MA-TAKEDA-PHARMA

Takeda Pharmaceutical Company Limited (TSE: 4502) today announced that the European Medicines Agency’s (EMA) Committee for Medicinal Products for Human Use (CHMP) has adopted a negative opinion, recommending against the authorization of NINLARO^® (ixazomib) capsules, an oral proteasome inhibitor for the treatment of patients with relapsed and/or refractory multiple myeloma. Takeda intends to appeal this opinion and request a re-examination by the CHMP.

“We are disappointed by the CHMP’s opinion. With the support of European key medical experts, we will continue our efforts working closely with the CHMP to make NINLARO – the first oral proteasome inhibitor – available for patients in Europe,” said Christophe Bianchi, M.D., President, Takeda Oncology. “Despite recent progress, myeloma remains an intractable disease, and patients suffering from multiple myeloma and their treating physicians need more options to improve outcomes. We stand behind the TOURMALINE-MM1 trial data, which were recently published in the New England Journal of Medicine and demonstrated a significant extension in progression-free survival for NINLARO + lenalidomide and dexamethasone vs. placebo + lenalidomide and dexamethasone and a favorable benefit-risk profile.”

“After years of treating patients, I have yet to see two people whose diseases are exactly alike.

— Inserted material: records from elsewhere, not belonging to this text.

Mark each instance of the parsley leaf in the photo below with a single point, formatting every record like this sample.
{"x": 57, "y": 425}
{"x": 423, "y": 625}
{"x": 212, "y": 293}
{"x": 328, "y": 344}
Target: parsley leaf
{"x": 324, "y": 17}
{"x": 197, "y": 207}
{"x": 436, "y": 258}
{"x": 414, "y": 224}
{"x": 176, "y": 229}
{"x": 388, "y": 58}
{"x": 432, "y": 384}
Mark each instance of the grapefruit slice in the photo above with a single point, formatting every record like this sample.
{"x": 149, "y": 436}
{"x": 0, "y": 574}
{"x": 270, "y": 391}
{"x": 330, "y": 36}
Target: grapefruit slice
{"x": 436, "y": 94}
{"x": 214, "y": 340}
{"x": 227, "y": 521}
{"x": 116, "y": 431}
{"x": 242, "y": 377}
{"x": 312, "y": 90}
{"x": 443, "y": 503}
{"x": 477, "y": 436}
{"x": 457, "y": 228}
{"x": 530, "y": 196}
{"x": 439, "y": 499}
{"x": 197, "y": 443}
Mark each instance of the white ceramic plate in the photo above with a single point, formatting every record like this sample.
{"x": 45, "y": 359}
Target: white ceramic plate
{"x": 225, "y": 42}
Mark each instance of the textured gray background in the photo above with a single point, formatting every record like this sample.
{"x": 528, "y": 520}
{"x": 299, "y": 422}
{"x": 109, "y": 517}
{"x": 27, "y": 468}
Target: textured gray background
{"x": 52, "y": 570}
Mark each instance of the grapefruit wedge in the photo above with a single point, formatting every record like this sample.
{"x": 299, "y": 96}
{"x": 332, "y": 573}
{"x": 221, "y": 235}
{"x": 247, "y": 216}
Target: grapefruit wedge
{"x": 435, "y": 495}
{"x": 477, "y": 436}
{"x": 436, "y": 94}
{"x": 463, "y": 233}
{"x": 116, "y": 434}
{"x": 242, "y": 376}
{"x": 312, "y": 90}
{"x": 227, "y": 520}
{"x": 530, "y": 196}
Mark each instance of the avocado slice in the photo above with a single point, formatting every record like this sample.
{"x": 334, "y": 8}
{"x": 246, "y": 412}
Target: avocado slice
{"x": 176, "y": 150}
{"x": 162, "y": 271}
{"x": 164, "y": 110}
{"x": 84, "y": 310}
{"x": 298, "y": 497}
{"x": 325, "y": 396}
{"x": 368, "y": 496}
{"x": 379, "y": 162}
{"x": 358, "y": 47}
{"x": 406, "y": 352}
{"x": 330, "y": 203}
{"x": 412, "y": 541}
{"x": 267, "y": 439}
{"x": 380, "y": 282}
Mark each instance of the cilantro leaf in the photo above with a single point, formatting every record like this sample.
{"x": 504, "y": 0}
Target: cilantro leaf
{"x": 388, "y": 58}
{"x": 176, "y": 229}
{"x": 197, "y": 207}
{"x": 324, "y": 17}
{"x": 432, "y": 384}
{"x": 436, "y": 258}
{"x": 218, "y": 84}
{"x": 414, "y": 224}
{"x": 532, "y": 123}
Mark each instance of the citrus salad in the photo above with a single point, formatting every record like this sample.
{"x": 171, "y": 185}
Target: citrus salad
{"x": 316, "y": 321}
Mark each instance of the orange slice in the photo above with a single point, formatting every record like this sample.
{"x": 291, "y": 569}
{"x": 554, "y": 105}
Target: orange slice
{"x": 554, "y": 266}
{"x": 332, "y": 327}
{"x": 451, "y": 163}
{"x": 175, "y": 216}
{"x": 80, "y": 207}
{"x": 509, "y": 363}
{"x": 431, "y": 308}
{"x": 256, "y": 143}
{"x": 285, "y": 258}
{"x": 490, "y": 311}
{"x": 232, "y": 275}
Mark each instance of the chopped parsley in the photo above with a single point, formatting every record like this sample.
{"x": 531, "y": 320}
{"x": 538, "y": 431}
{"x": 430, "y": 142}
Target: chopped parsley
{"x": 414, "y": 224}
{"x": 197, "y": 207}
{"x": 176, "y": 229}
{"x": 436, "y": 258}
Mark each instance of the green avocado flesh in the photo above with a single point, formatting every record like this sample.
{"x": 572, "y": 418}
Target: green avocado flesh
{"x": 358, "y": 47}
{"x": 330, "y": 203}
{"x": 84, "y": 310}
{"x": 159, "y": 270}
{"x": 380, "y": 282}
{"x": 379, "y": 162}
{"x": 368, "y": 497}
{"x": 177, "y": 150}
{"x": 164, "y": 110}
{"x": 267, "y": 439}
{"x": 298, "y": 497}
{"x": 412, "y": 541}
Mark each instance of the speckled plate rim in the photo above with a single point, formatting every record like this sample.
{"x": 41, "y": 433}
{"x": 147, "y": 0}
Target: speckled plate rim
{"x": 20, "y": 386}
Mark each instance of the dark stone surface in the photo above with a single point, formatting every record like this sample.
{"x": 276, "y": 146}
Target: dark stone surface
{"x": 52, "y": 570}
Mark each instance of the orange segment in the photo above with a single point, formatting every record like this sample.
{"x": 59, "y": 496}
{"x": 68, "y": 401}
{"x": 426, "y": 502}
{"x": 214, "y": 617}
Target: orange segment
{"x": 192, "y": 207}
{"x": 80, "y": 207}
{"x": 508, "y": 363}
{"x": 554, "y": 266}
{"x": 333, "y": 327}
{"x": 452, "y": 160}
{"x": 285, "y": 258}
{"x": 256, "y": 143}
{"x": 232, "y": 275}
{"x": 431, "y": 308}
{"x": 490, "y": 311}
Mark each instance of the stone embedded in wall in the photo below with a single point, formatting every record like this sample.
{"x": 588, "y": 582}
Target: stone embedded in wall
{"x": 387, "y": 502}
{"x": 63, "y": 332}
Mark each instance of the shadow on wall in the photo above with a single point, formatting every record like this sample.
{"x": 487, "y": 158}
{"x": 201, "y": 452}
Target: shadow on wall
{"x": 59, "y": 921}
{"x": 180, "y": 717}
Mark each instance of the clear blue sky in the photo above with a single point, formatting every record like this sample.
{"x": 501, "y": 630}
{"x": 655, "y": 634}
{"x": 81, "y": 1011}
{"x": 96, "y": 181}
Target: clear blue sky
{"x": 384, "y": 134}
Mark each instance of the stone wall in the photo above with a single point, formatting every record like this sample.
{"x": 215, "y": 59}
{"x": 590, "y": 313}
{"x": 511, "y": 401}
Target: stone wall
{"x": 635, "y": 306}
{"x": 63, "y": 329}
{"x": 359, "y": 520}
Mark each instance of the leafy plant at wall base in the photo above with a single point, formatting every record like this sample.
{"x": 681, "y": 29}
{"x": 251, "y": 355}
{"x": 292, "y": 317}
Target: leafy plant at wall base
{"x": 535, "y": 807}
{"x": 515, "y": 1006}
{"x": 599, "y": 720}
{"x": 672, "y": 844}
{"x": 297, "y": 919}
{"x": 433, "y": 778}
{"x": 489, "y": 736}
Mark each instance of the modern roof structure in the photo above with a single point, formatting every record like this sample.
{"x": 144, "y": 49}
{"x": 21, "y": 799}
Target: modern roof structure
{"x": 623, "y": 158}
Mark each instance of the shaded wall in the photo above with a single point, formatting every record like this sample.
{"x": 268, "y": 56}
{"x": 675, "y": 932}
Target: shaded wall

The diversity of patients with multiple myeloma demands a wide range of innovative treatment options that offer efficacy, tolerable safety profiles and convenience, which are especially important benefits for elderly populations,” said Philippe Moreau, M.D., University of Nantes, France. “In Europe, where no oral proteasome inhibitor is available, NINLARO would fill a noticeable void and enable the first all-oral triplet combination therapy for patients with relapsed or refractory multiple myeloma.”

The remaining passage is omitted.